Jeffrey M. Berry and Sarah Sobieraj ask whether Americans are addicted to outrage:

On cable news networks, talk radio and in the political blogosphere there is a constant stream of name-calling, belittling, character assassination and falsehoods. Americans tell pollsters they dislike this kind of talk and believe it degrades our political system.

But the audience data tell a different story: In fact, Americans find this type of political commentary quite compelling. By our calculation, part of an analysis we did for our new book, The Outrage Industry: Political Opinion Media and the New Incivility, the aggregate daily audience for such content is roughly 47 million people.
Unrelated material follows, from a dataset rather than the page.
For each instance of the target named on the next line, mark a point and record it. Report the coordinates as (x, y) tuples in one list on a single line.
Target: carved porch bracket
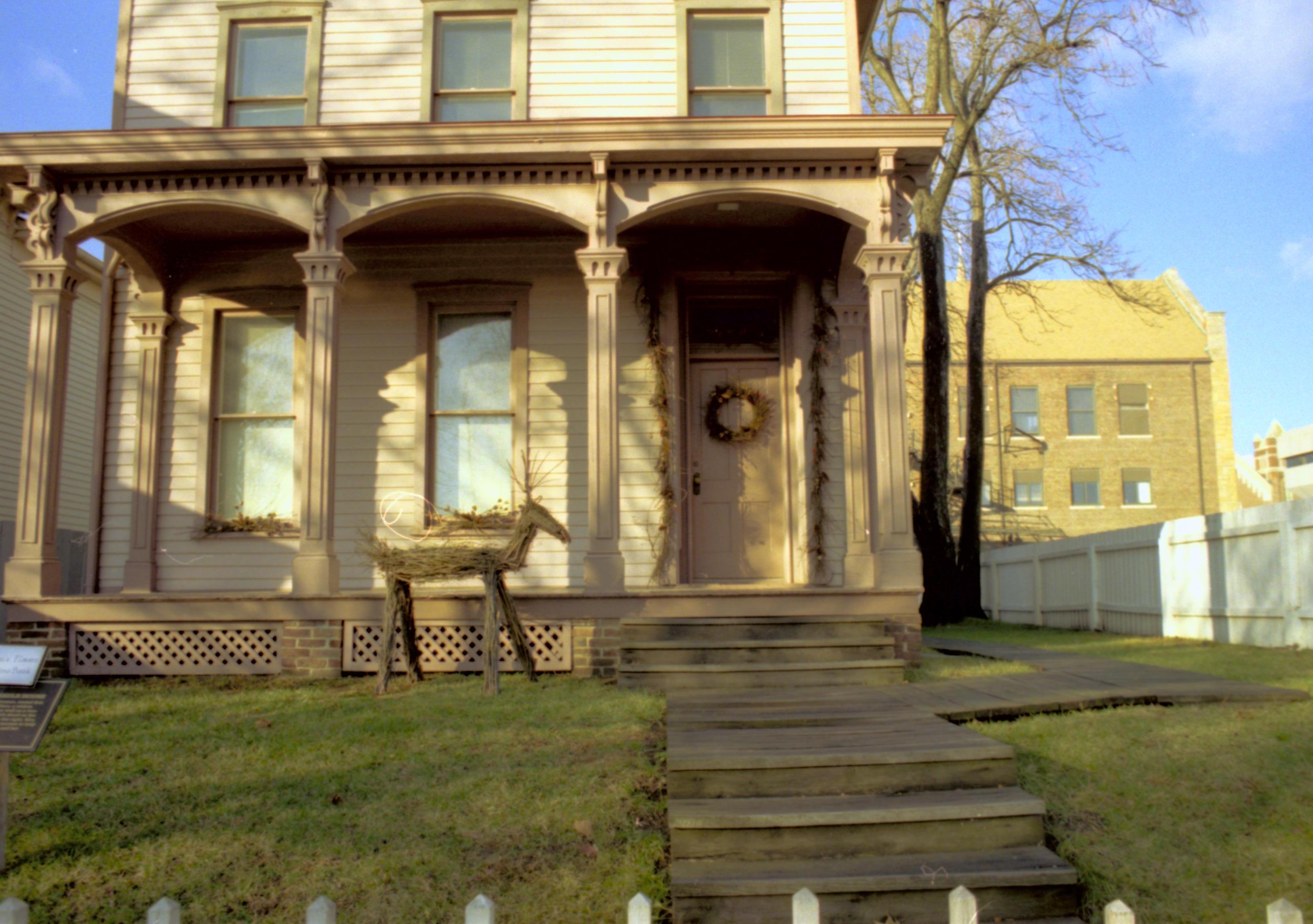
[(150, 319), (603, 270), (890, 472), (316, 569)]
In a cluttered media landscape where advertisers have a sea of choices, anxious television and radio producers hungry for revenue have sought new ways to break through the clutter—to stop the channel surfers as they peruse other options—and reach audiences. And the popular agent provocateurs of political talk media not only do the job—they also do it relatively cheaply. (Consider that CNN’s administrative expenses make up about twice as much of its budget share as at Fox or MSNBC.) As a result, America has developed a robust and successful Outrage Industry that makes money from calling political figures idiots, or even Nazis.

In a review, James Boylan puts Berry and Sobieraj’s book in historical context:

While The Outrage Industry offers a thorough survey of recent and present developments, it does little to convey the historical depth of the phenomenon. Although the authors present liberal and right-wing outrage as roughly equivalent in technique if not in size, in fact their foundations are profoundly different.

The historian Richard Hofstadter, who died too young in 1970, foresaw the persistence of right-wing outrage in his 1965 book, The Paranoid Style in American Politics. He saw in what he called the “pseudo-conservative” movement, which had pushed forward Barry Goldwater’s failed run for president, the appearance of an ostensibly patriotic faction that was, paradoxically, deeply unhappy and angry with America and the American system. Hofstadter understood that elements of this movement would survive: “In a populistic culture like ours . . . in which it is possible to exploit the wildest currents of public sentiment for private purposes, it is at least conceivable that a highly organized, vocal, active, and well-financed minority could create a political climate in which the rational pursuit of our well-being and safety would become impossible.”

In an excerpt from their book, Berry and Sobieraj explain why we don’t have a liberal analog to Rush Limbaugh and aren’t likely to get one:

One basic reason for the modest size of the market for liberal talk is that much of the potential audience listens to other types of radio. Together, African Americans and Hispanics constitute somewhere near 30 percent of the nation’s population, but they constitute a much larger proportion of the nation’s liberal population, and these listeners can choose programming that is specifically targeted toward them. Talk programming is particularly popular among African Americans and there have long been stations catering to that market in urban areas. There are also Spanish-language alternatives that appeal to many Hispanic listeners. The potential audience for liberal talk radio is further reduced by the popularity of National Public Radio (NPR), which is more popular with liberal listeners than with conservatives. NPR rejects the charge that it reports news from a liberal point of view, but conservatives consistently deride NPR as biased. Ratings put the weekly audience for NPR at around 34 million and it is a major force in radio nationwide.